Raiola studied the methods of his colleagues to learn how to conduct such transfers by himself, making extra photocopies of the vital documents, before striking out to negotiate the move of Czech star Pavel Nedved from Sparta Prague to Lazio in 1996.
Since then, Raiola has overseen numerous Ibrahimovic transfers around Europe, as well as Balotelli’s move from Inter Milan to Man City in 2010 and his subsequent switch to AC Milan.
He famously fell out with United manager Sir Alex Ferguson before Pogba joined Juventus in 2012.
Ferguson was unhappy about the way he feels Raiola unduly influenced the Pogba family to force the 19-year-old player from Old Trafford in 2012.

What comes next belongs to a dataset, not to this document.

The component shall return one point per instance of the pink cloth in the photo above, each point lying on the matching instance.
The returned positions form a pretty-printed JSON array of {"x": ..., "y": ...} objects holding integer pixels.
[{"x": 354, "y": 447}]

‘I distrusted him from the moment I met him,’ said the United manager. ‘There are one or two football agents I simply do not like — and Mino Raiola is one of them.
‘We had Paul under a three-year contract and it had a one-year renewal option which we were eager to sign. But Raiola suddenly appeared on the scene and our first meeting was a fiasco.
‘He and I were like oil and water. From (the first meeting) on, our goose was cooked because Raiola had been able to ingratiate himself with Paul and his family and the player signed with Juventus.’
But by the summer of 2016, he oversaw the moves of three players – Ibrahimovic, Pogba and Mkhitaryan – to Manchester United all in the same window.
Raiola reportedly pocketed £20m from the Pogba deal, allowing him to purchase the former Miami home of notorious American mob boss Al Capone.
The Godfather of Transfers: When Raiola lifted the lid on Pogba’s £89m transfer to Man United to Sportsmail in 2016
BY SIMON JONES
You need to have big balls to complete a world record transfer and Jose Mourinho has those balls…
Mino Raiola is telling it straight, as he likes to. ‘It’s not just a case of spending the money,’ he insists. ‘It’s shouldering the responsibility of spending that money and saying, ‘yes, this is my man’. Arsenal have the money but do they have the balls?
‘I respect Arsene Wenger. He has a philosophy that says these figures don’t match what I want to do, so that’s OK. Real Madrid? The will of Zinedine Zidane was strong but we were not sure it was the will of the club.
‘Yet I think Manchester United showed the world this summer that they were not going to stand still, they want to be the best.